To bridge the gap between the number of known individual protein structures and the number of known complexes, Dr. Kozakov explained, researchers created special computational algorithms. The idea behind all of these algorithms is to predict the structure of the complex using the structures of individual proteins as inputs. Computer programs calculate billions of possible arrangements of molecules forming the complex and then defines the one that optimizes the interatomic forces. This computational approach became known as protein docking.

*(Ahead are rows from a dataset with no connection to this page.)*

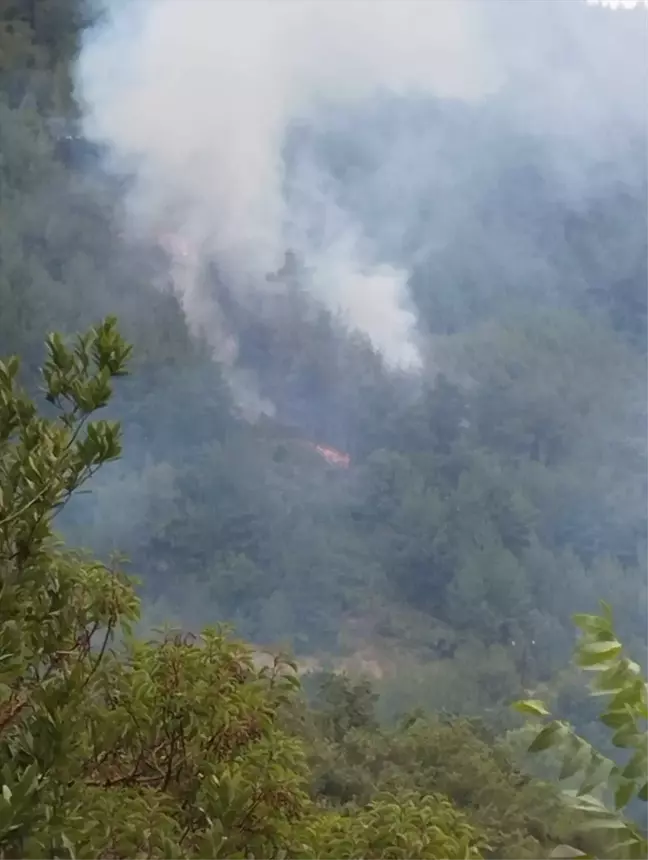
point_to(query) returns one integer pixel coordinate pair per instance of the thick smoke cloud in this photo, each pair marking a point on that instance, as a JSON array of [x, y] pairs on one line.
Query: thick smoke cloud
[[198, 97]]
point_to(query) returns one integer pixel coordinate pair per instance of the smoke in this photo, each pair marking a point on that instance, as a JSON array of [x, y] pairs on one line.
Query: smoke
[[198, 97]]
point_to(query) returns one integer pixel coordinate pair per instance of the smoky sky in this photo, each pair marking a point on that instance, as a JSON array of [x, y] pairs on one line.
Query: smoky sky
[[198, 98]]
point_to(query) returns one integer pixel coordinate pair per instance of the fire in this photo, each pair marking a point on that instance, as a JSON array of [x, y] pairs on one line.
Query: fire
[[332, 456]]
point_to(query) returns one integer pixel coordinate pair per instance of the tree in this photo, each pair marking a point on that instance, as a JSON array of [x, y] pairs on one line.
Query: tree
[[114, 748], [621, 778]]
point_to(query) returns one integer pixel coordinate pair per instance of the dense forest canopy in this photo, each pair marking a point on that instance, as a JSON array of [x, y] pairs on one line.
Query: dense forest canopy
[[386, 407], [490, 492]]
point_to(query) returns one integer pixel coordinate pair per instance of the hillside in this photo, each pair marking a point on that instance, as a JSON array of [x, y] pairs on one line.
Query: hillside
[[488, 494]]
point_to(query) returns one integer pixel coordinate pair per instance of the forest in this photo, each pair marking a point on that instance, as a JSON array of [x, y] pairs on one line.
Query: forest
[[406, 588]]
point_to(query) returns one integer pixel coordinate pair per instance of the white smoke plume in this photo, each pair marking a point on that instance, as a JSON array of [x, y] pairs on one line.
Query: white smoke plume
[[197, 96]]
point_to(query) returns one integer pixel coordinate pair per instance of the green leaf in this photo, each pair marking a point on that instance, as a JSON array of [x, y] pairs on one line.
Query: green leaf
[[548, 737], [623, 794], [598, 653], [532, 707]]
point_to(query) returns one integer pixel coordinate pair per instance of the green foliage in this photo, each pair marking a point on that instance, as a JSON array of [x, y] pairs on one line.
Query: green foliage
[[619, 681], [112, 747]]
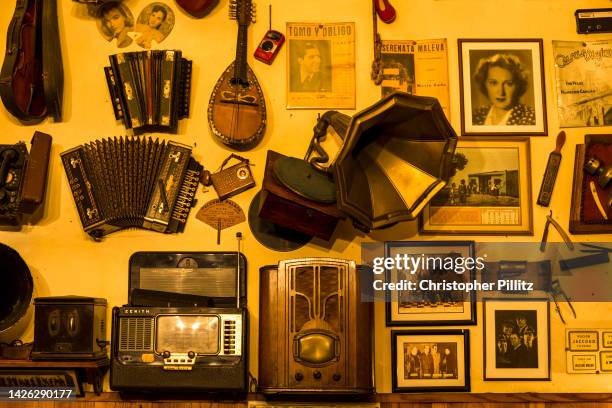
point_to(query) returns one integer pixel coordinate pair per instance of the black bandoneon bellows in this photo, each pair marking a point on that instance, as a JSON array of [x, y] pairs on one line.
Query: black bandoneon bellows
[[132, 182], [69, 327], [186, 327]]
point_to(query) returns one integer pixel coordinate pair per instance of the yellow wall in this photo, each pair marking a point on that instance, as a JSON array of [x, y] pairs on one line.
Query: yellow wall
[[65, 261]]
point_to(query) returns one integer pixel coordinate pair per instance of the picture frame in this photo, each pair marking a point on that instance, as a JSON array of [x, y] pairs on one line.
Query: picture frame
[[421, 308], [516, 339], [321, 71], [415, 367], [502, 87], [488, 193]]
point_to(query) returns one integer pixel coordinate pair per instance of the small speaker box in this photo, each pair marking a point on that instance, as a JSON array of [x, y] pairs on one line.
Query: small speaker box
[[69, 327]]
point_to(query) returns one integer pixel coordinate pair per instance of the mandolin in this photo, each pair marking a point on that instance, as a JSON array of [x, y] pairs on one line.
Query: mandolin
[[237, 110]]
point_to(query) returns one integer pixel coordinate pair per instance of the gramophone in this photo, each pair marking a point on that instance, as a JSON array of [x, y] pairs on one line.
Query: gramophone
[[379, 167]]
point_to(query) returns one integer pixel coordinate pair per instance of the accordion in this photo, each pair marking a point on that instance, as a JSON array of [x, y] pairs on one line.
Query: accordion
[[150, 90], [130, 182]]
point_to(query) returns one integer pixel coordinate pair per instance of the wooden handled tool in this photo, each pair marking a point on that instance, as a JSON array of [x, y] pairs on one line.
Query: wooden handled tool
[[550, 175]]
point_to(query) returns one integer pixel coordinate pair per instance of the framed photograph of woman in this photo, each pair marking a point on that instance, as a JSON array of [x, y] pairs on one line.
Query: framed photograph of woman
[[488, 193], [443, 261], [516, 339], [115, 22], [502, 87], [430, 360]]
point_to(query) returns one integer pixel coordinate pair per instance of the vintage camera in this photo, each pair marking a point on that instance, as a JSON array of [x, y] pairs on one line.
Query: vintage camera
[[598, 168], [269, 46], [232, 180], [23, 178]]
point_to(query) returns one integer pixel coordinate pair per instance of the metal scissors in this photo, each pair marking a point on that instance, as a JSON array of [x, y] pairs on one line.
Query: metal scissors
[[555, 291], [559, 228]]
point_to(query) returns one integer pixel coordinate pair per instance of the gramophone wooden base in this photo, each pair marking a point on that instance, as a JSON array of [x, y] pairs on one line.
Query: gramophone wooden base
[[290, 210]]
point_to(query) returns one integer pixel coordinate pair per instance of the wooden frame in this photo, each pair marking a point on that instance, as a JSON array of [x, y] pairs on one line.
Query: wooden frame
[[522, 115], [458, 371], [509, 213], [454, 315], [515, 365]]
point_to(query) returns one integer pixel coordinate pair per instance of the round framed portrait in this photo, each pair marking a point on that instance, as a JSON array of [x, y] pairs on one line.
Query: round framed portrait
[[115, 22], [155, 22]]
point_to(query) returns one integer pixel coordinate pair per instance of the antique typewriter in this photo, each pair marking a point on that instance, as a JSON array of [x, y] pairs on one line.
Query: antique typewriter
[[150, 90], [132, 182], [185, 328]]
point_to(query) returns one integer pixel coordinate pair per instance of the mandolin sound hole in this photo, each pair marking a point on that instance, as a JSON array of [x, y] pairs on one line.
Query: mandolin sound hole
[[237, 82]]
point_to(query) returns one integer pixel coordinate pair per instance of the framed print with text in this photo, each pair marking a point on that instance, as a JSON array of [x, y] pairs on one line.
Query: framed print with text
[[502, 87], [488, 193]]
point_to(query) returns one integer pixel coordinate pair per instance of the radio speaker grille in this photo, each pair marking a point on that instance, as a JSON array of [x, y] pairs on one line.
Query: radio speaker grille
[[136, 334]]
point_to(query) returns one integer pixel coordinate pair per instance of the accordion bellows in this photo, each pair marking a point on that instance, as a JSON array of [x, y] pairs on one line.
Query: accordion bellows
[[150, 89], [128, 182]]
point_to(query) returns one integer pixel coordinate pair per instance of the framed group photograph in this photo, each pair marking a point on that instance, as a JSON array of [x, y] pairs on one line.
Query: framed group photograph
[[321, 65], [502, 87], [516, 339], [430, 308], [488, 193], [430, 360]]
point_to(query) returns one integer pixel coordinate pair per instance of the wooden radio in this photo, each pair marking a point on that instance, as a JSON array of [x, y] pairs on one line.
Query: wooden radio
[[315, 333]]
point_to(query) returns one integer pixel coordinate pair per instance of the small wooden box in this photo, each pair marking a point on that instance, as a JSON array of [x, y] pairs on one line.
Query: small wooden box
[[290, 210], [315, 332]]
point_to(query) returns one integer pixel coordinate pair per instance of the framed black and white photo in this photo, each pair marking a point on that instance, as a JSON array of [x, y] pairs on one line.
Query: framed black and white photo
[[431, 307], [502, 87], [488, 192], [430, 360], [516, 339]]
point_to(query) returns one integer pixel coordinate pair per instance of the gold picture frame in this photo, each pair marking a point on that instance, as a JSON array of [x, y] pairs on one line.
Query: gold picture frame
[[488, 193]]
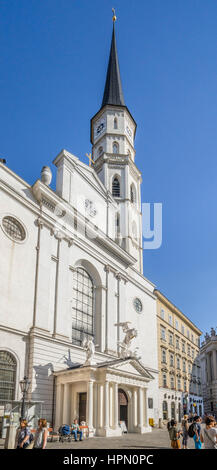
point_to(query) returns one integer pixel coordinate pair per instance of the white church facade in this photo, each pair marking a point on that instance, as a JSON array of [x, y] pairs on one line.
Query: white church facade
[[71, 269]]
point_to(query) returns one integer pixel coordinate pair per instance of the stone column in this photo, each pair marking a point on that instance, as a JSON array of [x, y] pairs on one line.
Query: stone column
[[59, 409], [208, 358], [141, 408], [100, 310], [62, 320], [106, 404], [111, 404], [66, 404], [90, 405], [135, 408], [95, 407], [115, 405], [146, 423], [42, 278]]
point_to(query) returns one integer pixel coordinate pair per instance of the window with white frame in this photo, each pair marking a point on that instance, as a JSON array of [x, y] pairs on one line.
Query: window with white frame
[[164, 356], [116, 187], [171, 360], [164, 377], [163, 333], [162, 313], [172, 382], [8, 369], [171, 338], [82, 313], [115, 147]]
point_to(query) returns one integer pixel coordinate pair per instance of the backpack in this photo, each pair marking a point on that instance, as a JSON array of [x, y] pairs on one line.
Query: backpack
[[191, 431]]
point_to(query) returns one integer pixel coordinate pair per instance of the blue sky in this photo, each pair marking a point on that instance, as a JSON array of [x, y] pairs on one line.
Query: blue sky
[[53, 61]]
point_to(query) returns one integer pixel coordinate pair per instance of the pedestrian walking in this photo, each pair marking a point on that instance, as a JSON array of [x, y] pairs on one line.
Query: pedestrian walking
[[41, 435], [23, 435], [174, 434], [210, 433], [198, 438], [76, 430], [185, 427]]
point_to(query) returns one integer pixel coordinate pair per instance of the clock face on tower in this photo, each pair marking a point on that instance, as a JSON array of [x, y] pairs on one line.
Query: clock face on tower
[[99, 128]]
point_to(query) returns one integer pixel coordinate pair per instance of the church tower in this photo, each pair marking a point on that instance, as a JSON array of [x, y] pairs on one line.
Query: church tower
[[112, 136]]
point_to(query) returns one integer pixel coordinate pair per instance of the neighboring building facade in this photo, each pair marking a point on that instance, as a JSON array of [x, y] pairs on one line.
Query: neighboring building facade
[[71, 268], [178, 361], [208, 359]]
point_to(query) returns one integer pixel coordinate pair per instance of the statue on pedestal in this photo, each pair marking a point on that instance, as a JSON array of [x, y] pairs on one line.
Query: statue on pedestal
[[89, 347], [130, 334]]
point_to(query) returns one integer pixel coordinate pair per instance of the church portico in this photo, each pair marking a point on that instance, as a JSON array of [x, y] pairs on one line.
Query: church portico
[[104, 395]]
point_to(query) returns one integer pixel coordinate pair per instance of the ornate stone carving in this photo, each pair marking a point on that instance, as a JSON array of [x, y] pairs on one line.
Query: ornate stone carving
[[130, 334]]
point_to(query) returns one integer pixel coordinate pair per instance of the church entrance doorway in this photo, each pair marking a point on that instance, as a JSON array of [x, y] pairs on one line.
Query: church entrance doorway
[[123, 406], [82, 406]]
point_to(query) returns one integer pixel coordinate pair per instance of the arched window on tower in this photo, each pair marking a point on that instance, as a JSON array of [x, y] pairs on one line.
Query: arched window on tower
[[117, 225], [116, 187], [100, 151], [82, 314], [8, 368], [133, 193], [115, 147]]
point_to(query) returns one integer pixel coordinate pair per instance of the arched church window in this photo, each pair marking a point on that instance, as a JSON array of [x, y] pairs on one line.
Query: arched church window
[[117, 225], [8, 367], [133, 193], [116, 187], [165, 410], [100, 151], [172, 383], [115, 147], [134, 230], [82, 314]]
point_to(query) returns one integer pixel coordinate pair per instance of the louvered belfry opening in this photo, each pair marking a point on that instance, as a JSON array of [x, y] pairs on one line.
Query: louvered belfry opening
[[116, 187]]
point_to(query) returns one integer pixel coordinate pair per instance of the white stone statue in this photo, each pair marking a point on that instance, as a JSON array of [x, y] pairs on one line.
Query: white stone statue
[[89, 347], [130, 334]]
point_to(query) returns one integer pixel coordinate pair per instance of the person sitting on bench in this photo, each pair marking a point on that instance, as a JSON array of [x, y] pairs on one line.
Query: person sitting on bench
[[76, 430]]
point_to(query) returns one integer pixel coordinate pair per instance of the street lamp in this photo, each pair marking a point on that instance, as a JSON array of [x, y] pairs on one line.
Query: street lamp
[[24, 386]]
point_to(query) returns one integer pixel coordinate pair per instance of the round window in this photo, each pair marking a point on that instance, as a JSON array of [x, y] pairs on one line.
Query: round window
[[13, 228], [137, 305]]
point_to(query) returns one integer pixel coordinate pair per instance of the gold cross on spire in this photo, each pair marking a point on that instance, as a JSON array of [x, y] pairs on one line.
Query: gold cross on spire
[[114, 17], [88, 155]]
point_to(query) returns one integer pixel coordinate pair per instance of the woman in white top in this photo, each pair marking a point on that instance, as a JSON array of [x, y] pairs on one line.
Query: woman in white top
[[41, 434], [210, 433]]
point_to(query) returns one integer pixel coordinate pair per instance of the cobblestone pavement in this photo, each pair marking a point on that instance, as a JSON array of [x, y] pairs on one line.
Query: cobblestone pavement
[[157, 439]]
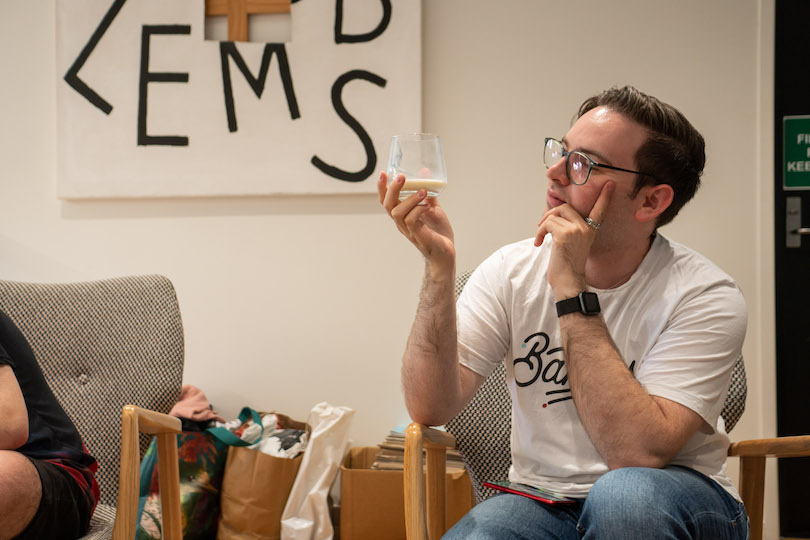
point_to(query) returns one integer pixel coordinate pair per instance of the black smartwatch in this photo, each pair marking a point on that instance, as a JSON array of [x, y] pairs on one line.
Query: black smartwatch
[[585, 302]]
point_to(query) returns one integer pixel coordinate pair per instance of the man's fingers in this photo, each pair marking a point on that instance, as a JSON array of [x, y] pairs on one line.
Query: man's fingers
[[600, 207], [382, 186]]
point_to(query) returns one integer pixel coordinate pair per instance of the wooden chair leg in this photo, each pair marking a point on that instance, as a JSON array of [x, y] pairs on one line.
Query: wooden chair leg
[[169, 485], [414, 485], [435, 491], [752, 490]]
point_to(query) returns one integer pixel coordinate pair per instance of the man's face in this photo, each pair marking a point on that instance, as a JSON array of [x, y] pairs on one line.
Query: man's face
[[609, 138]]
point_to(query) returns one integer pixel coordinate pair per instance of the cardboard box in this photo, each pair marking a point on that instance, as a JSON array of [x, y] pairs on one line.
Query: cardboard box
[[372, 502]]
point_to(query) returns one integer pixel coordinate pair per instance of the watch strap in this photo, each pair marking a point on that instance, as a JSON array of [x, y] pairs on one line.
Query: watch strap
[[585, 302]]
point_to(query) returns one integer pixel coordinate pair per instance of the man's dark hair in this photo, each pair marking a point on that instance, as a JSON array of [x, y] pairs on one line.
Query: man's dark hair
[[674, 153]]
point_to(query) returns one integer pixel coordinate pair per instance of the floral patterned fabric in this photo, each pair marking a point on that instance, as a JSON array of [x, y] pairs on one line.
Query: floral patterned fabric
[[202, 464]]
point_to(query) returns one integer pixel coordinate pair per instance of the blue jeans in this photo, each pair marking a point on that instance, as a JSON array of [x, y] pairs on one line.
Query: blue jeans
[[624, 504]]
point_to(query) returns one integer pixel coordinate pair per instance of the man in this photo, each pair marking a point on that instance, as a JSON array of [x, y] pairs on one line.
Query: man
[[48, 488], [616, 407]]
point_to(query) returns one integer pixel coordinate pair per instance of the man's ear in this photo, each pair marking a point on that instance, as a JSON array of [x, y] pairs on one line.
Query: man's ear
[[653, 201]]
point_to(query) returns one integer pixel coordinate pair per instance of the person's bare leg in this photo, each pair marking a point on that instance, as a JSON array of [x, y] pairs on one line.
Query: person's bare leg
[[20, 493]]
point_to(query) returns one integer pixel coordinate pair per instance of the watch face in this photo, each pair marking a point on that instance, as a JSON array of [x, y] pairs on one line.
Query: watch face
[[590, 302]]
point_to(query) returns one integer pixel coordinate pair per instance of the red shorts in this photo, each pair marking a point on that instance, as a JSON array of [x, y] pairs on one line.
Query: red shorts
[[64, 509]]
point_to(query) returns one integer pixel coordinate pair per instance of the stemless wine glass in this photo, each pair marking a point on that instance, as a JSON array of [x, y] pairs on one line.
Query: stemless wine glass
[[419, 157]]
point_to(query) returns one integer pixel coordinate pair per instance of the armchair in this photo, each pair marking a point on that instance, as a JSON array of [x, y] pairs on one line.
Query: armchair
[[481, 433], [106, 348]]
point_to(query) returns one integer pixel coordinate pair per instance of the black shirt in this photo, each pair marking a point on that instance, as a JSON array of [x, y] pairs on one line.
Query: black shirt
[[52, 436]]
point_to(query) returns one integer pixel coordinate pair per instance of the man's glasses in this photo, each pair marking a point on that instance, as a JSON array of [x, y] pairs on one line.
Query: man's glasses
[[578, 166]]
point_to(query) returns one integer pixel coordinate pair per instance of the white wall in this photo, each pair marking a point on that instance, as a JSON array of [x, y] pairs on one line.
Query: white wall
[[290, 301]]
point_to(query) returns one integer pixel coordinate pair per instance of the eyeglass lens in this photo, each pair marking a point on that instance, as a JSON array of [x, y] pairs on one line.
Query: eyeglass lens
[[577, 165]]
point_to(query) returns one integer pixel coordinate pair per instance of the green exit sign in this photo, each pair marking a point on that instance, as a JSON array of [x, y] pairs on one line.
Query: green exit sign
[[796, 152]]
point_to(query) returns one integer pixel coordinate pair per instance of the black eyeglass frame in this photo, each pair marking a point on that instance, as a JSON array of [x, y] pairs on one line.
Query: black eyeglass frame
[[591, 163]]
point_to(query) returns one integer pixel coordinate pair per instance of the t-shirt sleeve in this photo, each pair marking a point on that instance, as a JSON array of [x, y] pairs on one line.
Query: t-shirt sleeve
[[483, 327], [692, 360]]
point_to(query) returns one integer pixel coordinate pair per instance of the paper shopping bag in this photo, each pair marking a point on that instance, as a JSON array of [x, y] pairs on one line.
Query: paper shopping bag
[[255, 490]]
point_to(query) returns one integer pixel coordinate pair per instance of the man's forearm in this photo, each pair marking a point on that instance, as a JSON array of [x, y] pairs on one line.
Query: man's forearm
[[430, 370]]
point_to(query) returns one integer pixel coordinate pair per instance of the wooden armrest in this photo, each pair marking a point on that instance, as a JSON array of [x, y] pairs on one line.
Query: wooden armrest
[[136, 420], [779, 447], [752, 454], [435, 443]]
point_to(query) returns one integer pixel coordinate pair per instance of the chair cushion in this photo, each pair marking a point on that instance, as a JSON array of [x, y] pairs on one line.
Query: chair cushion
[[102, 345], [101, 525]]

For the last decade, Dr. Kozakov and his collaborators have developed unique protein docking algorithms, which originally existed only as highly sophisticated computational programs, and only trained scientists and programmers specializing in protein modeling could perform the calculations.
To make high-performance computational tools for protein modeling and docking accessible to any researcher, Dr. Kozakov and colleagues in his lab, together with collaborators at Boston University, developed the ClusPro server. In the paper titled, “The ClusPro web server for protein-protein docking,” the researchers describe advancements that made the system user-friendly and accessible to all researchers from their personal computers.
ClusPro allows its users to model not only protein-protein complexes, but also interactions of proteins with other types of molecules. For instance, it can be used to predict how proteins bind to nucleic acids – such as RNA, or heparins – sugar-like molecules that are widely used as blood thinner medications.
Approximately 18,000 researchers worldwide have now used ClusPro, which has consistently provided the most accurate results among automated protein docking servers in an international competition called CAPRI. The design of the server is not only for professional scientific use. The simplicity of usage enables educators and students to use ClusPro, such as for high-school and college courses.
The research is supported by the National Science Foundation.